EFMVFL: An Efficient and Flexible Multi-party Vertical Federated Learning without a Third Party
This addresses a critical security and scalability issue in federated learning for multi-party data collaboration, though it is incremental as it builds on existing techniques like secret sharing and homomorphic encryption.
The paper tackles the problem of needing a trusted third party in vertical federated learning by proposing EFMVFL, a framework that eliminates this requirement while supporting multiple participants with low communication overhead, achieving up to 30% faster training times compared to existing methods.

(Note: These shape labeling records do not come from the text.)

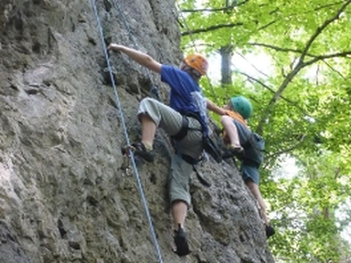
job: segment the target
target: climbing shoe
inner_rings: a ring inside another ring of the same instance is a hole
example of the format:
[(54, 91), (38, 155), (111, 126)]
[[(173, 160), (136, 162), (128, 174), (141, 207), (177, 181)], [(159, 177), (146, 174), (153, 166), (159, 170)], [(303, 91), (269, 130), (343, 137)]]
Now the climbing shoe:
[(276, 232), (273, 228), (269, 225), (266, 225), (266, 236), (267, 236), (267, 239), (269, 238), (270, 237), (272, 236)]
[(127, 146), (122, 149), (122, 154), (128, 155), (129, 149), (133, 151), (136, 156), (141, 157), (147, 162), (153, 162), (155, 159), (152, 150), (147, 149), (142, 142), (136, 142), (131, 145)]
[(175, 236), (174, 237), (174, 243), (177, 246), (177, 250), (175, 251), (179, 256), (186, 256), (190, 252), (189, 250), (188, 241), (186, 239), (186, 236), (184, 230), (180, 227), (179, 224), (178, 231), (174, 231)]
[(244, 149), (241, 147), (229, 148), (222, 155), (222, 158), (223, 159), (228, 159), (234, 156), (239, 160), (242, 159), (244, 156)]

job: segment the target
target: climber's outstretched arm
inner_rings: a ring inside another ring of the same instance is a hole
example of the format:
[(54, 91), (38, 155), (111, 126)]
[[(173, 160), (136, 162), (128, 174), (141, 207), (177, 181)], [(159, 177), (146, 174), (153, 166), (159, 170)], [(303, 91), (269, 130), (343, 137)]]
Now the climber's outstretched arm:
[(207, 108), (213, 112), (219, 115), (225, 115), (226, 114), (224, 109), (219, 107), (208, 99), (206, 99), (207, 101)]
[(157, 73), (161, 73), (161, 64), (155, 60), (147, 54), (133, 48), (114, 43), (110, 44), (107, 47), (107, 50), (122, 52), (140, 65), (146, 67), (150, 70)]

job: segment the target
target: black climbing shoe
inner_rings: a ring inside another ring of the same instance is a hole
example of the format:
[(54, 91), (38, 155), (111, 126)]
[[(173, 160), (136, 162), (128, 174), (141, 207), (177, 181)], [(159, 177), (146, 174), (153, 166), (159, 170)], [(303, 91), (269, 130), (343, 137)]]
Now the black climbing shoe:
[(131, 145), (127, 146), (122, 148), (122, 153), (128, 155), (128, 150), (130, 148), (132, 149), (135, 156), (141, 157), (147, 162), (151, 162), (155, 159), (152, 150), (147, 150), (142, 142), (136, 142)]
[(222, 155), (223, 159), (228, 159), (234, 156), (239, 160), (241, 160), (244, 156), (244, 149), (241, 147), (229, 148)]
[(266, 236), (267, 236), (267, 238), (268, 239), (270, 237), (272, 236), (276, 232), (274, 229), (269, 225), (266, 225)]
[(176, 235), (174, 236), (174, 240), (176, 245), (177, 246), (177, 251), (176, 253), (179, 256), (186, 256), (190, 252), (189, 250), (189, 245), (188, 245), (188, 241), (186, 240), (186, 235), (184, 230), (179, 225), (178, 231), (174, 231)]

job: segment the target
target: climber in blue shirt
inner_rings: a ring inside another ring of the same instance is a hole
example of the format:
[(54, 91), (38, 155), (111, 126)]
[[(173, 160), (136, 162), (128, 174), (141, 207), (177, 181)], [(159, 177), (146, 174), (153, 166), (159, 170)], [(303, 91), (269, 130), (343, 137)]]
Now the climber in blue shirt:
[(206, 74), (207, 60), (202, 55), (192, 54), (183, 60), (178, 68), (162, 65), (147, 54), (121, 45), (113, 43), (108, 49), (122, 52), (160, 74), (161, 80), (171, 87), (170, 106), (150, 97), (140, 102), (138, 116), (141, 124), (141, 141), (131, 146), (135, 155), (152, 162), (154, 158), (152, 149), (156, 128), (162, 128), (172, 138), (175, 153), (168, 181), (176, 229), (176, 252), (179, 256), (187, 255), (190, 250), (184, 227), (191, 201), (190, 175), (193, 165), (203, 151), (203, 132), (208, 132), (206, 109), (221, 115), (225, 114), (222, 109), (204, 96), (198, 84)]

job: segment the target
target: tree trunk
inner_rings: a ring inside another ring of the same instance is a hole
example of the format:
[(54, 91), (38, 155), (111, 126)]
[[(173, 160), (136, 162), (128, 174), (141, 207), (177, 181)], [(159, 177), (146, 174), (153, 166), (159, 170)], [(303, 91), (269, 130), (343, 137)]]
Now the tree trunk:
[(221, 59), (221, 74), (222, 79), (221, 83), (222, 86), (231, 85), (233, 83), (231, 69), (232, 49), (233, 47), (230, 45), (222, 47), (219, 49)]

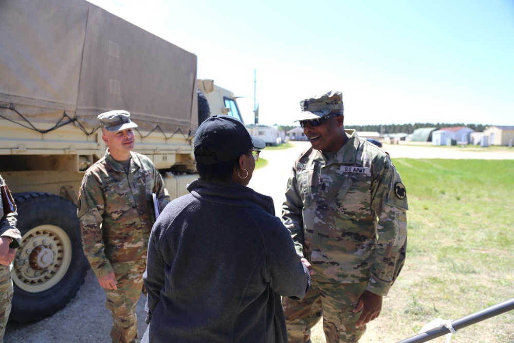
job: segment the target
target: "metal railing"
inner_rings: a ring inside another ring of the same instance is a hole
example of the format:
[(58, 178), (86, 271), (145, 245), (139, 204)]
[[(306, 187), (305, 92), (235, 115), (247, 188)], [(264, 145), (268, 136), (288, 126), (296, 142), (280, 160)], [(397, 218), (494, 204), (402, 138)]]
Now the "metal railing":
[[(458, 319), (452, 320), (451, 322), (451, 327), (455, 331), (457, 331), (512, 310), (514, 310), (514, 298), (484, 309), (478, 312), (468, 315)], [(422, 343), (448, 333), (450, 333), (449, 328), (446, 327), (437, 328), (429, 330), (425, 332), (421, 332), (415, 336), (401, 340), (397, 343)]]

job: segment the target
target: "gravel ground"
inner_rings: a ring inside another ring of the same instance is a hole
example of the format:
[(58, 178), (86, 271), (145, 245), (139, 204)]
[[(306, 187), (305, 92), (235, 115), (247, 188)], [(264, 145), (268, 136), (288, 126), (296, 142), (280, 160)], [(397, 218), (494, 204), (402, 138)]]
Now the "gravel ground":
[[(271, 195), (274, 201), (276, 212), (279, 215), (292, 163), (302, 150), (310, 146), (308, 142), (293, 143), (294, 148), (290, 149), (264, 150), (261, 156), (268, 160), (268, 165), (254, 173), (249, 185), (258, 192)], [(514, 149), (495, 151), (470, 147), (434, 147), (429, 144), (400, 143), (384, 144), (384, 149), (393, 158), (514, 159)], [(66, 308), (36, 323), (25, 324), (9, 323), (4, 341), (6, 343), (108, 343), (111, 341), (109, 334), (112, 320), (110, 312), (104, 307), (105, 301), (105, 293), (90, 270), (84, 284)], [(138, 331), (140, 337), (142, 336), (146, 329), (144, 322), (144, 301), (142, 296), (137, 309), (139, 318)], [(370, 325), (365, 335), (366, 342), (373, 341), (368, 340), (372, 339), (372, 325)]]

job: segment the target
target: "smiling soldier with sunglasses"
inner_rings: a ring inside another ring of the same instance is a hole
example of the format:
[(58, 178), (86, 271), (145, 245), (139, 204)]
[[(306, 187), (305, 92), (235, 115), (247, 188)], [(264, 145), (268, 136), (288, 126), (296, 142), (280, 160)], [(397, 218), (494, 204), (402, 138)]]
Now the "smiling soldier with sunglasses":
[(310, 341), (322, 316), (327, 342), (356, 342), (405, 262), (405, 187), (387, 153), (344, 130), (341, 92), (300, 107), (312, 147), (293, 165), (282, 221), (313, 275), (303, 300), (283, 299), (289, 342)]

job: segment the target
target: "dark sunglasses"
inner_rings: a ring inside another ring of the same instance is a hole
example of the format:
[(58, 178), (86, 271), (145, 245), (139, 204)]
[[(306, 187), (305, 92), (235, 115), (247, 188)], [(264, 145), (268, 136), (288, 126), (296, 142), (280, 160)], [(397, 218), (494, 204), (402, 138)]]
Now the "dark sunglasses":
[(319, 126), (324, 124), (327, 122), (327, 121), (331, 118), (334, 118), (334, 117), (337, 117), (337, 116), (341, 115), (338, 113), (334, 113), (333, 114), (329, 114), (328, 115), (325, 116), (324, 117), (322, 117), (321, 118), (318, 118), (316, 119), (309, 119), (308, 120), (300, 120), (300, 126), (302, 128), (305, 128), (305, 125), (307, 123), (309, 123), (309, 125), (313, 127), (316, 127), (317, 126)]

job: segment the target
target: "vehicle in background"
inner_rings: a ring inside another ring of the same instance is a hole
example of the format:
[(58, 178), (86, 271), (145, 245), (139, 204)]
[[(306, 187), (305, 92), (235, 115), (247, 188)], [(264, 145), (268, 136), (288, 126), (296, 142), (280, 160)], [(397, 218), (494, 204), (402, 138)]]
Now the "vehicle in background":
[(370, 142), (370, 143), (373, 143), (373, 144), (374, 144), (376, 146), (378, 147), (379, 148), (382, 148), (382, 142), (381, 142), (379, 140), (377, 140), (377, 139), (375, 139), (375, 138), (363, 138), (362, 139), (365, 139), (366, 140), (367, 140), (368, 141)]
[(0, 172), (22, 236), (10, 319), (23, 322), (66, 305), (89, 267), (76, 204), (105, 153), (98, 115), (131, 113), (136, 151), (175, 198), (197, 177), (192, 141), (209, 104), (194, 53), (85, 0), (1, 1), (0, 31)]
[[(252, 136), (260, 136), (259, 132), (262, 127), (253, 123), (245, 123), (243, 119), (237, 101), (237, 98), (241, 97), (236, 97), (231, 91), (215, 84), (213, 80), (198, 79), (197, 80), (197, 85), (198, 91), (201, 92), (205, 98), (210, 111), (209, 114), (199, 119), (200, 123), (201, 123), (209, 116), (225, 114), (231, 116), (240, 120), (245, 124), (246, 129)], [(199, 100), (199, 109), (201, 107), (201, 103), (202, 101)], [(259, 122), (258, 108), (254, 114), (254, 117), (255, 122)]]

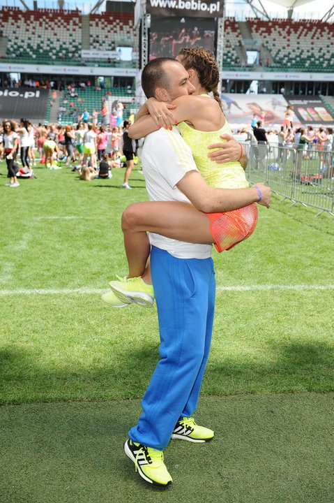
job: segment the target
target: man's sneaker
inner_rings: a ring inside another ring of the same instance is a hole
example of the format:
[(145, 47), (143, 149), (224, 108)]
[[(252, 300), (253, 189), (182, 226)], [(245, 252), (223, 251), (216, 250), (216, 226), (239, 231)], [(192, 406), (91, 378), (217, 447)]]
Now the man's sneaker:
[(214, 436), (212, 430), (197, 425), (194, 418), (184, 417), (175, 425), (172, 438), (201, 443), (212, 440)]
[(139, 276), (134, 278), (121, 278), (110, 282), (109, 286), (119, 299), (123, 302), (134, 302), (144, 307), (151, 307), (154, 303), (154, 290)]
[(103, 293), (103, 295), (101, 296), (101, 299), (112, 307), (126, 307), (130, 304), (130, 302), (123, 302), (122, 300), (120, 300), (119, 298), (115, 296), (112, 290)]
[(140, 476), (155, 486), (169, 486), (173, 481), (164, 463), (162, 451), (156, 451), (130, 439), (124, 444), (126, 455), (133, 461)]

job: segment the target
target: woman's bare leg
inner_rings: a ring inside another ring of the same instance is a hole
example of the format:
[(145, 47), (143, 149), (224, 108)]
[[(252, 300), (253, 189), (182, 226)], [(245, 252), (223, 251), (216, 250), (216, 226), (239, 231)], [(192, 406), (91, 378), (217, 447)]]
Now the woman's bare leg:
[(189, 203), (135, 203), (123, 213), (122, 230), (129, 265), (128, 277), (142, 276), (148, 283), (150, 277), (146, 268), (151, 248), (146, 232), (187, 242), (213, 242), (209, 219)]

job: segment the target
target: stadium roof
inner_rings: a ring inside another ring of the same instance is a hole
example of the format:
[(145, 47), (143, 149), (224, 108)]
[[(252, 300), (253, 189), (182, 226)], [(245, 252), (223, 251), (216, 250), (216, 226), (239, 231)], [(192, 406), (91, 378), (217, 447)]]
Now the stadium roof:
[(304, 3), (309, 3), (314, 0), (268, 0), (274, 3), (281, 5), (282, 7), (287, 8), (294, 8), (294, 7), (298, 7), (299, 6), (304, 5)]

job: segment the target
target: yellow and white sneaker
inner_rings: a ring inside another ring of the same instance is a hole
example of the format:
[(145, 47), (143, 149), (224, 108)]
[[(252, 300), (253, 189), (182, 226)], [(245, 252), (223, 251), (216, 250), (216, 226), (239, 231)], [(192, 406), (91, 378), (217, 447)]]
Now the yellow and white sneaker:
[(192, 417), (179, 419), (172, 434), (172, 439), (188, 440), (198, 444), (209, 442), (214, 436), (215, 433), (212, 430), (199, 426)]
[(123, 302), (122, 300), (120, 300), (119, 298), (115, 296), (112, 290), (103, 293), (103, 295), (101, 296), (101, 299), (112, 307), (126, 307), (127, 305), (130, 305), (129, 302)]
[(121, 278), (110, 282), (109, 286), (114, 293), (124, 304), (133, 302), (144, 307), (151, 307), (154, 303), (154, 290), (152, 285), (145, 283), (139, 276), (133, 278)]
[(173, 481), (164, 463), (162, 451), (146, 447), (128, 439), (124, 444), (124, 451), (135, 463), (136, 472), (146, 482), (165, 486)]

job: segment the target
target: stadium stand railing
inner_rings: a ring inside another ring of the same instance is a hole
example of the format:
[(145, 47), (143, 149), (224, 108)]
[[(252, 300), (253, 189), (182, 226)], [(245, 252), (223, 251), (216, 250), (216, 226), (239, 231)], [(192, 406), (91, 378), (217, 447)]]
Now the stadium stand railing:
[(282, 196), (281, 201), (291, 200), (291, 206), (317, 208), (316, 217), (324, 212), (334, 217), (334, 152), (244, 145), (251, 183), (262, 182)]

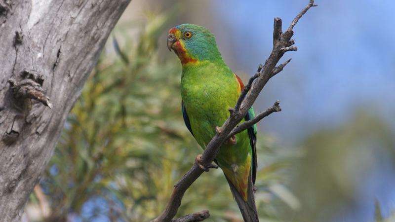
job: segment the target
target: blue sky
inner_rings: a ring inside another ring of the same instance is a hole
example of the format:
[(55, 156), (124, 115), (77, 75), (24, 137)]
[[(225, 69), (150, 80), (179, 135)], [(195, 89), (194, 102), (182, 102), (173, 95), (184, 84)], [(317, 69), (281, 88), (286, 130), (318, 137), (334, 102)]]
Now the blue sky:
[[(273, 18), (281, 18), (285, 29), (307, 2), (214, 1), (213, 10), (230, 27), (218, 39), (220, 48), (234, 49), (233, 54), (225, 55), (233, 62), (230, 66), (253, 74), (270, 52)], [(395, 125), (395, 2), (316, 2), (319, 6), (294, 29), (299, 50), (283, 57), (292, 61), (269, 82), (255, 106), (263, 110), (276, 99), (281, 101), (283, 111), (266, 119), (263, 129), (290, 144), (323, 125), (349, 118), (359, 107)], [(221, 44), (229, 37), (235, 44)]]

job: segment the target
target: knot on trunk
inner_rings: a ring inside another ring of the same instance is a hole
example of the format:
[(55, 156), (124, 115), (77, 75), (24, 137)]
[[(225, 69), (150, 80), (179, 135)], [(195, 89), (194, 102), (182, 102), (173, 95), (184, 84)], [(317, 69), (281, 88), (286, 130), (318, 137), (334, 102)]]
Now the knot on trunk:
[(19, 107), (25, 108), (27, 105), (29, 107), (30, 100), (33, 99), (52, 109), (49, 98), (45, 96), (42, 88), (44, 82), (42, 74), (37, 71), (24, 70), (18, 78), (20, 80), (11, 78), (8, 82)]

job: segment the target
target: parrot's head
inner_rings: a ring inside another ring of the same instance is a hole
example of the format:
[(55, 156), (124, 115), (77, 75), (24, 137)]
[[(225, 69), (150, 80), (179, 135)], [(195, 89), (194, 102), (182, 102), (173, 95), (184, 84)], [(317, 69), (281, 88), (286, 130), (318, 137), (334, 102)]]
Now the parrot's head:
[(183, 65), (223, 61), (214, 35), (197, 25), (183, 24), (172, 28), (167, 36), (167, 47), (173, 49)]

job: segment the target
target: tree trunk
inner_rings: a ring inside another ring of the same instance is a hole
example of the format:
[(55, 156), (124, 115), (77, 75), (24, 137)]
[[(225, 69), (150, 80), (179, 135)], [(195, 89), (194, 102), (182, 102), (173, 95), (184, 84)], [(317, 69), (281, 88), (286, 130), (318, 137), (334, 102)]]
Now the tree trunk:
[(0, 0), (1, 222), (20, 221), (66, 117), (130, 1)]

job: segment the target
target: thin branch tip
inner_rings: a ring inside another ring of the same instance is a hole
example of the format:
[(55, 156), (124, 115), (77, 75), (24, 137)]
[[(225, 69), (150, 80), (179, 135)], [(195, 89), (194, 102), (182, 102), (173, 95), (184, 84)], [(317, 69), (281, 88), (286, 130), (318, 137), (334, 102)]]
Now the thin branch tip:
[(208, 210), (203, 210), (200, 212), (186, 215), (182, 218), (173, 219), (171, 222), (195, 222), (203, 221), (210, 217), (210, 212)]

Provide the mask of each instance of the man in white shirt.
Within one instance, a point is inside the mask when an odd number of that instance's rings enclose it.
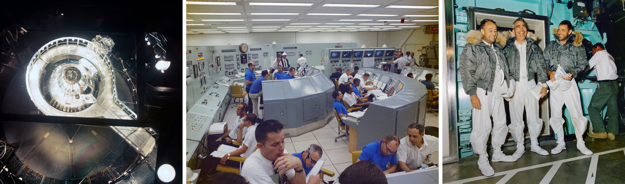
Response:
[[[397,59],[393,62],[389,62],[388,64],[397,64],[397,71],[395,73],[399,74],[401,72],[401,70],[404,69],[404,67],[410,65],[410,62],[406,57],[402,57],[404,56],[403,53],[399,52],[399,56],[398,56]]]
[[[619,135],[617,102],[619,84],[616,82],[616,78],[619,76],[616,75],[614,58],[604,48],[602,44],[595,44],[592,46],[592,57],[588,61],[589,68],[594,69],[594,74],[599,80],[597,90],[592,94],[590,104],[588,105],[588,116],[592,123],[592,132],[594,132],[588,137],[596,138],[607,137],[614,140],[615,135]],[[608,120],[607,128],[603,125],[603,116],[601,115],[601,110],[606,104],[608,111],[606,116],[610,117]]]
[[[241,175],[249,183],[276,183],[284,180],[294,184],[306,183],[302,162],[284,150],[283,128],[282,123],[276,120],[268,120],[258,125],[255,131],[258,150],[246,160],[241,170]],[[279,181],[272,179],[276,177]],[[316,175],[308,179],[308,183],[318,184],[320,182]]]
[[[299,54],[299,58],[298,59],[298,67],[306,65],[306,58],[304,57],[304,54]]]
[[[411,172],[428,164],[432,153],[438,151],[438,138],[425,135],[423,125],[412,123],[408,125],[408,135],[399,140],[397,150],[397,163],[399,169]]]

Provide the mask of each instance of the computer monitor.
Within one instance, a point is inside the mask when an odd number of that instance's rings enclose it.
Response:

Federated learning allows multiple participants to conduct joint modeling without disclosing their local data. Vertical federated learning (VFL) handles the situation where participants share the same ID space and different feature spaces. In most VFL frameworks, to protect the security and privacy of the participants' local data, a third party is needed to generate homomorphic encryption key pairs and perform decryption operations. In this way, the third party is granted the right to decrypt information related to model parameters. However, it isn't easy to find such a credible entity in the real world. Existing methods for solving this problem are either communication-intensive or unsuitable for multi-party scenarios. By combining secret sharing and homomorphic encryption, we propose a novel VFL framework without a third party called EFMVFL, which supports flexible expansion to multiple participants with low communication overhead and is applicable to generalized linear models. We give instantiations of our framework under logistic regression and Poisson regression. Theoretical analysis and experiments show that our framework is secure, more efficient, and easy to be extended to multiple participants.